Youngstown reserved its support, instead, for a onetime college football star who had apparent ties to the Mob. In 1980, Jim Traficant was elected sheriff of Mahoning County. Audiotapes nabbed him in clandestine chats with a Mafioso, who eventually handed him an envelope containing $163,000 in cash. Still, when Traficant was indicted in 1982, for accepting a bribe, he defended himself and opened, incredibly, by stating, "I fucked the Mob." His populist gusto sang to bitter, disenfranchised Youngstown, and after he wriggled free of conviction, he became a beloved U.S. representative, serving from 1985 to 2002, when he finally was caught and sent to federal prison for bribe taking.

In Traficant's heyday, Youngstown's urban core was practically gagged -- so moribund that the city's leaders seemed almost determined to suffocate enterprise there. In the '70s, they closed West Federal Street to cars and put in a brick terrace, thereby killing downtown.

Things got so dire that in 2005, the city's voters did a 180. They elected as mayor Jay Williams, a 34-year-old African American banker and political rookie who carried a vision to make Youngstown "healthy and leaner," largely by demolishing vacant houses and revitalizing downtown. Williams, who is still mayor, is now the rock star of the rust belt's burgeoning "shrinking city" movement. He appears frequently on national television and has been invited to the White House. He works in tandem with Tim Ryan, who is just 36.

And there is suddenly a host of young, civic-minded idealists in Youngstown, among them Phil Kidd, a bald and muscled onetime Army lieutenant. Kidd, who is 30, made his first foray into activism in 2005, by standing on a downtown plaza each week with a sign reading Defend Youngstown. Today, he works for a new nonprofit, the Mahoning Valley Organizing Collaborative. He has rallied Youngstowners to shut down a corner liquor store where criminals gathered and to help residents of battered neighborhoods get the city to pull down vacant buildings -- drug houses, usually, or vandal magnets.

Kidd often works 80 hours a week. He signs his e-mails Defend, PK, and he is intense even when he is just hanging out. One evening, he invited me to the Youngstown YMCA, where, he said, the city's young professionals gathered each week to play dodge ball. I expected a convivial gathering with, perhaps, a pitcher of iced tea on the sidelines. But no, the game was ugly. Kidd whaled the ball so hard that he grunted, and one of his targets grew so riled that postgame, he was spoiling for a fight. "Did you call me a faggot, No. 4?" he bellowed to Kidd's teammate.

"I was just sayin', " said No. 4, walking away.

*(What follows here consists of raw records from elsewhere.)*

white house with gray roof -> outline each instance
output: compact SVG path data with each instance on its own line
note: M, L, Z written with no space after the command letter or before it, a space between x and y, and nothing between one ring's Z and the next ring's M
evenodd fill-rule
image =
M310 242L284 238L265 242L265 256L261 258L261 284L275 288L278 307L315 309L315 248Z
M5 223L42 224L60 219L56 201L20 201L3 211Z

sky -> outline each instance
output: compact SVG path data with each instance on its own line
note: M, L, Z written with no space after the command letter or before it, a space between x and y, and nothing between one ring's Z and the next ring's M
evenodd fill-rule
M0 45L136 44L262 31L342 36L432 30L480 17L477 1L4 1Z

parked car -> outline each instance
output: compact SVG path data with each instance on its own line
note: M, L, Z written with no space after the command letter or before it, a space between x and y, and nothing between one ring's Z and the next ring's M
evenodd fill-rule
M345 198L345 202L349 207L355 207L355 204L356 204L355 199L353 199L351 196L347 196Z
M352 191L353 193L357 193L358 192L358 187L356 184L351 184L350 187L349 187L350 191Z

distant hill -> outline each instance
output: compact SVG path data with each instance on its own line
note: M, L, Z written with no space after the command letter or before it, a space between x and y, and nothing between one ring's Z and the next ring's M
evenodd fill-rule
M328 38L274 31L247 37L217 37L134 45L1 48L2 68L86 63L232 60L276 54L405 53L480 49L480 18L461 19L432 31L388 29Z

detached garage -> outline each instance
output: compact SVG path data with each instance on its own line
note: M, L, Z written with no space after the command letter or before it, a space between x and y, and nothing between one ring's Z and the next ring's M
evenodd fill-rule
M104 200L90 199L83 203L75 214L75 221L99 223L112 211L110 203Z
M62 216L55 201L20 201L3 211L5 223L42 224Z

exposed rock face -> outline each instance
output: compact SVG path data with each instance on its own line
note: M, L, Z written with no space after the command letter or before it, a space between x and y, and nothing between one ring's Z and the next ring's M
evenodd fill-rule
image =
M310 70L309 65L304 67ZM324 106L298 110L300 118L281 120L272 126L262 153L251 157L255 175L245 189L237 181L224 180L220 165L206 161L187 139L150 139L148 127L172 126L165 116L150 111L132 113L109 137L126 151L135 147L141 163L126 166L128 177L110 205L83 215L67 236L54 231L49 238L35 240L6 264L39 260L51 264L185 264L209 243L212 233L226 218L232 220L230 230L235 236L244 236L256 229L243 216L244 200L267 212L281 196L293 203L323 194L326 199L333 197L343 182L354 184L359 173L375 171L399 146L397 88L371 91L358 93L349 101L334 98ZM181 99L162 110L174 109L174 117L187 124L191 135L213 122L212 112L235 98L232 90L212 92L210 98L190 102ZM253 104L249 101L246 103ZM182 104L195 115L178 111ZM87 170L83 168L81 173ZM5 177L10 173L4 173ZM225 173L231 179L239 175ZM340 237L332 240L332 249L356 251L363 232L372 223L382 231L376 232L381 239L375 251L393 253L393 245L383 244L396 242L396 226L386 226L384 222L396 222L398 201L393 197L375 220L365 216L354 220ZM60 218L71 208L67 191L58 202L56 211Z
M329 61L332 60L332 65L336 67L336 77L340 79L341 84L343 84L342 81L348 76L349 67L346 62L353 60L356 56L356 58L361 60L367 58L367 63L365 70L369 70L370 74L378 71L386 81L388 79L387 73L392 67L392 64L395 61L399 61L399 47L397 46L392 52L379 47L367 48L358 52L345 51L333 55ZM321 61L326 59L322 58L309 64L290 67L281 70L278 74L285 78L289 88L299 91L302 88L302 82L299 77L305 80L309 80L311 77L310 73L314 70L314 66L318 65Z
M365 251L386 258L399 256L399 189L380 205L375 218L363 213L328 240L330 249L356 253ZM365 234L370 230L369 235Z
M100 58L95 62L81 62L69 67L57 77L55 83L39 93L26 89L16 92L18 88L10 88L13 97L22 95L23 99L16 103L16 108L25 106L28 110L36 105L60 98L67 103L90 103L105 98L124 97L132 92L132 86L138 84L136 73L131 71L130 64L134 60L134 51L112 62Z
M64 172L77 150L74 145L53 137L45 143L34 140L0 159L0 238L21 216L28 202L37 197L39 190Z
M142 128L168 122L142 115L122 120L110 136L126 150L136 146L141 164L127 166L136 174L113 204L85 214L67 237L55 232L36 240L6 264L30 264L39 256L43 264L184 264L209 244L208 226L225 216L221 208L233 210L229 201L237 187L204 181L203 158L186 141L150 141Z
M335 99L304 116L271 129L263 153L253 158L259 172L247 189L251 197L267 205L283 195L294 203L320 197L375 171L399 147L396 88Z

Afterward, over beers, Kidd smirked, recalling the tension. "That's Youngstown!" he reveled. "That's Youngstown! What makes this place is its blue-collar ethic and its dysfunctionality. There are characters here." In time, Kidd told me about Paul Dunleavy, the dauntless co-owner of a local gym who runs through the streets shirtless, year round, while carrying a 55-pound log. "It's insane," he said. He paused, and then he grew confidential. "I've got my own log," he said, "back home, in my apartment."

But how do you build businesses in a city that revels in its dysfunctionality?

When Jim Cossler first came to his job, from Youngstown's chamber of commerce, the Business Incubator hosted just three start-ups -- a digital printing company, a manufacturer of wooden rocking horses, and an outfit that wanted to place printers for travelers' use at airport check-in areas. In 2002, the state legislature established funding for the development of technology businesses in Ohio, and Cossler had an insight that would help spawn Turning Technologies: "Software companies are easy to start. Pretty much all you need is a server and some computers. And if we have a bunch of tech companies here, we can build synergy."

That year, Turning began at the incubator. CEO Mike Broderick is still grateful for the jump-start Cossler gave him. "We probably got $250,000 or $300,000 worth of help from the incubator," Broderick says. "We didn't have to worry about infrastructure. We could focus on the product -- and that accelerated the process. Jim Cossler has a Rolodex of thousands of people, and he made introductions for us. We've been very cognizant of that."